First, we should establish accountability measures on things that institutions can control, including measuring graduation rates only for terminal-degree or certificate programs and making four-year colleges require associate degrees as a condition of transfer.

Second, we should establish measures that reflect the mission and character of the institutions, including creating timelines that reflect student demographics and enacting success and accountability measures that recognize the accomplishments of returning and part-time students.

We all know the many sayings that reflect the unreliability of data, by itself, to speak the truth. As educators and public decision makers we need to start being more deliberate in how and what we measure, given that the results will color public perception, determine public and legislative support, and mandate operational change.
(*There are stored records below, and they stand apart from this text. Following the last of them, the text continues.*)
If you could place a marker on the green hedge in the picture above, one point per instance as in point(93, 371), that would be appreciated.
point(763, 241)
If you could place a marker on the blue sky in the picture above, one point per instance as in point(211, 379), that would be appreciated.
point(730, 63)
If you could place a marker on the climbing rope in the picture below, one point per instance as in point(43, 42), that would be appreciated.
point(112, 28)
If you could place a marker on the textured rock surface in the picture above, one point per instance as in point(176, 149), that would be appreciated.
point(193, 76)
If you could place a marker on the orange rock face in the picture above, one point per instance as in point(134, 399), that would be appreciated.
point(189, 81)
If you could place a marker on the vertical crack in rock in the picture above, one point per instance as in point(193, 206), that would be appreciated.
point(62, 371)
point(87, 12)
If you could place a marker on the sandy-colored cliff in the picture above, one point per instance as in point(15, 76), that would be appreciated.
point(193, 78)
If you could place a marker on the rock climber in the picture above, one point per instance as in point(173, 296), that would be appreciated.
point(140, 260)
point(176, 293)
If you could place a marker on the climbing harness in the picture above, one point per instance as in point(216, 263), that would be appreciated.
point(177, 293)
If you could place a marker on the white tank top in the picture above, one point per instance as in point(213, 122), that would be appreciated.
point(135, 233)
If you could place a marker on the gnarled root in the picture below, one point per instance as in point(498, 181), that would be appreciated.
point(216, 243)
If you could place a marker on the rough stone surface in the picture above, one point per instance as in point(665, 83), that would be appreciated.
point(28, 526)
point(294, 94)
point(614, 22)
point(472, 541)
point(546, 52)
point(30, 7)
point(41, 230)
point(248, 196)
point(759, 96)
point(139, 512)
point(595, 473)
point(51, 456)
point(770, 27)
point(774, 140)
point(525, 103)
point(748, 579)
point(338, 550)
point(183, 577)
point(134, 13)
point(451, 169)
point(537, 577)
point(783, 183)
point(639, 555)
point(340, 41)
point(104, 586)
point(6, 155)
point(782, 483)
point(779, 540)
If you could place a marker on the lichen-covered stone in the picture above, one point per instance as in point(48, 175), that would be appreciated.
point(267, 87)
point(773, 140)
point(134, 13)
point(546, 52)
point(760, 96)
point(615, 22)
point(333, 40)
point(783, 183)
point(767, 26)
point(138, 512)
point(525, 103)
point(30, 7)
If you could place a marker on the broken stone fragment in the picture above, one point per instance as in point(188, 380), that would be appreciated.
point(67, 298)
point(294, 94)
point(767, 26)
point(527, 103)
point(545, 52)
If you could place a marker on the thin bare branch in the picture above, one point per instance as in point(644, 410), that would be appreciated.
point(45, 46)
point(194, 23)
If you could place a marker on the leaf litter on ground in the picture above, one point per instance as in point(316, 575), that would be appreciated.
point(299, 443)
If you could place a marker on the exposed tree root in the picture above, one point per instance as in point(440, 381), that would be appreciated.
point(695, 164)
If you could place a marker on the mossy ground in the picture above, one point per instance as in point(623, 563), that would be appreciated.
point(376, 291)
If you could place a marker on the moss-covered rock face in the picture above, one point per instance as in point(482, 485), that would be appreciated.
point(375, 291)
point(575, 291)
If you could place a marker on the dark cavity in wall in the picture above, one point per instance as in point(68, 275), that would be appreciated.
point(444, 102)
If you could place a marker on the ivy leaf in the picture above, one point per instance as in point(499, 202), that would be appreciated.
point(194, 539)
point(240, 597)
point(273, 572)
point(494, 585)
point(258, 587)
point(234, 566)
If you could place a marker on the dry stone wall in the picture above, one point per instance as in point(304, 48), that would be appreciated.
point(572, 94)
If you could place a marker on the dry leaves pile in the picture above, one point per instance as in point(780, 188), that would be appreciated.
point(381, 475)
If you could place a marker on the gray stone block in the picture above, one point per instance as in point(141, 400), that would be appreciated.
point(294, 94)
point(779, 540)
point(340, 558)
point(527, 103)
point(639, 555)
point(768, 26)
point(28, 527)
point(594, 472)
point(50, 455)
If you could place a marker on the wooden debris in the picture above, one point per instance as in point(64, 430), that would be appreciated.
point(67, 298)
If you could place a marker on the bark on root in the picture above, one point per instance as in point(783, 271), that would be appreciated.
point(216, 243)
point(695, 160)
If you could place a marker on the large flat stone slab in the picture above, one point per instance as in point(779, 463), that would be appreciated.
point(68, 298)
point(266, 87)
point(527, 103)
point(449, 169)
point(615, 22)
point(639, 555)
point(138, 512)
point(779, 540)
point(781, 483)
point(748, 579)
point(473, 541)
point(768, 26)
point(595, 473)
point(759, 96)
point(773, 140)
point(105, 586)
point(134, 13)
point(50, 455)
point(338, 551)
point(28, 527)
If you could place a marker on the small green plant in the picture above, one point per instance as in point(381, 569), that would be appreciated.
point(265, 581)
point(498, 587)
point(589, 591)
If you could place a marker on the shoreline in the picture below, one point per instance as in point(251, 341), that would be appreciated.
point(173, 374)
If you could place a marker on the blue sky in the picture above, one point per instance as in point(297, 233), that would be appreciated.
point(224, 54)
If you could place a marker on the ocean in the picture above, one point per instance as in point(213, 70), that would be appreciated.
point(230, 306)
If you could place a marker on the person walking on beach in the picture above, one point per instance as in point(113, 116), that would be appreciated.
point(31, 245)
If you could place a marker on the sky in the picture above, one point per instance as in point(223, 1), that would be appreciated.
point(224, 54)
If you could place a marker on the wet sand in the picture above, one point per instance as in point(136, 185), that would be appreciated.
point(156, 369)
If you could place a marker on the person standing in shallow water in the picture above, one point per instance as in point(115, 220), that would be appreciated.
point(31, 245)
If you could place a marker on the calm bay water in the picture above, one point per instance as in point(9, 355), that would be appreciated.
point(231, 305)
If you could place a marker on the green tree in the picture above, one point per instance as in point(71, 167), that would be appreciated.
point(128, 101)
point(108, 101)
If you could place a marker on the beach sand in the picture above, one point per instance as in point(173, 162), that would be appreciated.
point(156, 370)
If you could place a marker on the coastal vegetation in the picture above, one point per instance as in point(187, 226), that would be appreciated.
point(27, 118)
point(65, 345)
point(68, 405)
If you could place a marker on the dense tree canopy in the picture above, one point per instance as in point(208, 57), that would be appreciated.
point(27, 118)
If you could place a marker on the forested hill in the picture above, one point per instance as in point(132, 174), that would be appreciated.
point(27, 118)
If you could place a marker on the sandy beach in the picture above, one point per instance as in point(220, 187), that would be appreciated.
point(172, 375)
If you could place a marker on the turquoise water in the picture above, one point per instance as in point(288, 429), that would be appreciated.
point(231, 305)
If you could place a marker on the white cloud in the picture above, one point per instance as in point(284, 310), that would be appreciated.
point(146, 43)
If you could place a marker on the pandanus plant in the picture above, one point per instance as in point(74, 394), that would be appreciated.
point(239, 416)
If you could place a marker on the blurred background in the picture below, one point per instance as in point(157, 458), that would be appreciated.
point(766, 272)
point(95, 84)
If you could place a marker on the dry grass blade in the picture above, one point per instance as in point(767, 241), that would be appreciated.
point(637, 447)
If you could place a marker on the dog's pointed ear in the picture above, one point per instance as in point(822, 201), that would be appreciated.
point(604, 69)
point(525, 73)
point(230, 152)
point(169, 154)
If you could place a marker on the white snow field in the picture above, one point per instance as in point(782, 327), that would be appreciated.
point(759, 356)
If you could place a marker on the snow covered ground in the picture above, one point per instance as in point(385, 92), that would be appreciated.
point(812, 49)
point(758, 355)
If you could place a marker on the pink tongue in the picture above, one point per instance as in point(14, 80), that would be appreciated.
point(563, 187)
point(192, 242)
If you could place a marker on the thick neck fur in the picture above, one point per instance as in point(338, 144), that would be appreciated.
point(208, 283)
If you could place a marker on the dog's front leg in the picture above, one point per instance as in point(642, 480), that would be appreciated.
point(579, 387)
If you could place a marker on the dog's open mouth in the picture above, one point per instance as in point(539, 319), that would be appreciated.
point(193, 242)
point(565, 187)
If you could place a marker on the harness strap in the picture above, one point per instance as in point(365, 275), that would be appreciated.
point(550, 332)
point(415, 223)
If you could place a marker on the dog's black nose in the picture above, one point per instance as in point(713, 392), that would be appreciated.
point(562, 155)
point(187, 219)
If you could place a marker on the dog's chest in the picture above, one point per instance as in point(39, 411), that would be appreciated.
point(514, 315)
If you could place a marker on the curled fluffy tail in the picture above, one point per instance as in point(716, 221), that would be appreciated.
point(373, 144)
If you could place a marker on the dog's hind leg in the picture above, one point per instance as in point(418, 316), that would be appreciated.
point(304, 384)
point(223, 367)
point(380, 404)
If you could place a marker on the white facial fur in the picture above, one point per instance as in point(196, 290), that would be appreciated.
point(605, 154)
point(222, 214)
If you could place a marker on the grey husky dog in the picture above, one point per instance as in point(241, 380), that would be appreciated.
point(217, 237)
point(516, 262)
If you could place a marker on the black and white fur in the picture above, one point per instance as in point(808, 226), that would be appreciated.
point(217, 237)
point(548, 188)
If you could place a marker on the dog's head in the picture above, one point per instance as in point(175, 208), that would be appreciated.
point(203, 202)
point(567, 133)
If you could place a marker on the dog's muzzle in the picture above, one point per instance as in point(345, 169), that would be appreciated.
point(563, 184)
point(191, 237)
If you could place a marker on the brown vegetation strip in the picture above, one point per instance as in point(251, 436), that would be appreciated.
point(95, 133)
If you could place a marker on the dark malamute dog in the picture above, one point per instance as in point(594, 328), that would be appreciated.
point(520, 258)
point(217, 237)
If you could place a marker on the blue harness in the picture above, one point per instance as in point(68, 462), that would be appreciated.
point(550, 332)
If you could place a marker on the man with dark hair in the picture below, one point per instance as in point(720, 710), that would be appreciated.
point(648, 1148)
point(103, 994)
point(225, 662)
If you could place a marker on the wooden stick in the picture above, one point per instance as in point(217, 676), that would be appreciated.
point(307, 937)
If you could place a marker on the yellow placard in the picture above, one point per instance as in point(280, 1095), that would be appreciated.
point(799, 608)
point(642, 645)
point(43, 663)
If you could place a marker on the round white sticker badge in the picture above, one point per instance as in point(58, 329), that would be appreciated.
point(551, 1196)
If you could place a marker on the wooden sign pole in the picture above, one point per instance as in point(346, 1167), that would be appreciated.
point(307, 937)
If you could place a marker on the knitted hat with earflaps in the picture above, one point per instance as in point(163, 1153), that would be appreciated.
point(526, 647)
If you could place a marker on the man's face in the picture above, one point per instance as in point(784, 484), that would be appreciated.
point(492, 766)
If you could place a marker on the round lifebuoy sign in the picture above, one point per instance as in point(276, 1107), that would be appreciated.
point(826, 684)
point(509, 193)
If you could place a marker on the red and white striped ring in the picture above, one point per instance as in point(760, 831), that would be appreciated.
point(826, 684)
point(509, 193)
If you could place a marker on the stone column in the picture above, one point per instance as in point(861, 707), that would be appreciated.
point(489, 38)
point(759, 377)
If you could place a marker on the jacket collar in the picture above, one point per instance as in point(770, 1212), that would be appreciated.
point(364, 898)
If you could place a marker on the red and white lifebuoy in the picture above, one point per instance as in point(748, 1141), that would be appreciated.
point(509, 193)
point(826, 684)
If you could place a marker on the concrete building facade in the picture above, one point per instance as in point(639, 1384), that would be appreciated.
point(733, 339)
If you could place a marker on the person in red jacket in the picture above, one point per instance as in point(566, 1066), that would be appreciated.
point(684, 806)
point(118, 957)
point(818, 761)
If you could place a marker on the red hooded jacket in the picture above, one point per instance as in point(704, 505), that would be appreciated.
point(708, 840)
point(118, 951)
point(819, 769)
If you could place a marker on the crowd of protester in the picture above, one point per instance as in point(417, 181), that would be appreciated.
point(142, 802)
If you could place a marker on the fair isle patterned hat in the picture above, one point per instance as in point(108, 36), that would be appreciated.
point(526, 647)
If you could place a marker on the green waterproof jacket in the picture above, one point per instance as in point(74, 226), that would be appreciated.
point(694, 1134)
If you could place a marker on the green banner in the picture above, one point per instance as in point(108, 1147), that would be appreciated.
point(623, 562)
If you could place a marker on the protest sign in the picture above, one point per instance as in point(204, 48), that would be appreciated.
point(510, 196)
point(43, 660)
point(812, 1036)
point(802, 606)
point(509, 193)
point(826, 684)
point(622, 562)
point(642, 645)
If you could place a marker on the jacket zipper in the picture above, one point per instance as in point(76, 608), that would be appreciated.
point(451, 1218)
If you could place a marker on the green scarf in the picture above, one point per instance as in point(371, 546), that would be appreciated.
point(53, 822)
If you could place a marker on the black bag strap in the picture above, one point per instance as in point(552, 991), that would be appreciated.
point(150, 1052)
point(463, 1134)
As leaders of public institutions it is our job to be accountable; it is also our job to ensure that our accountability measures are meaningful. There is too much truly meaningful work that needs to be accomplished to do otherwise.

Eric Reno is president of Northeast Lakeview College, in Universal City, Tex.

‘Inputs Have Never Measured Quality’

By Jamie P. Merisotis

Most people now agree that, as a nation, we desperately need more citizens with postsecondary degrees. We need them to bolster our economy, to strengthen our democracy, and to lead our communities. For individual Americans, the consequences of not completing some form of postsecondary education are increasingly dire—especially in this economy. It's no wonder that millions are seeking postsecondary education and that policy makers and higher-education leaders are focused on increasing the number of Americans with college degrees and other postsecondary credentials.

But the pursuit of increasing college-attainment levels is not without its critics. More to the point, the drive to increase the number of college degrees is raising legitimate concerns about their quality. At Lumina, we believe strongly that increasing the number of Americans with postsecondary degrees and credentials to 60 percent by the year 2025 is essential, but we also believe that merely increasing the number of college graduates isn't enough. Quite frankly, without a sharper focus on quality, increased degree attainment is meaningless.

So we must have an honest discussion about what a quality education comprises. Is it correlated with such things as admissions selectivity, faculty credentials, class size, physical facilities, the size of the endowment—even the price of tuition? Most people think of higher-education quality in terms of these input measures.

But inputs are not now—and probably never have been—a measure of quality. Today actual outcomes are what matter, particularly outcomes for students. There are many student outcomes that are important, but they can best be described in three overarching ways: employment, learning, and completion. The main reason that so many more Americans are seeking college educations is that employers are increasingly demanding college credentials, and opportunities for people without them are severely limited in today's economy.

But all available evidence points to the fact that employer demand is based on a real need for the underlying skills and knowledge that college degrees represent. In this sense, what matters is what students actually learn and how they can use what they gain in their programs of study. To really benefit students, employers, and society as a whole, this learning must be clearly defined, transparent to all, and recognized in a credential.

A list of credits earned and courses taken does not provide that assurance of quality. We must be accountable for the quality and integrity of our degrees, and that means we must be accountable for student learning.

If degrees really do matter, we must increase the number of Americans who complete them. But in the final analysis, college degrees must represent real learning.

Jamie P. Merisotis is president and chief executive of the Lumina Foundation.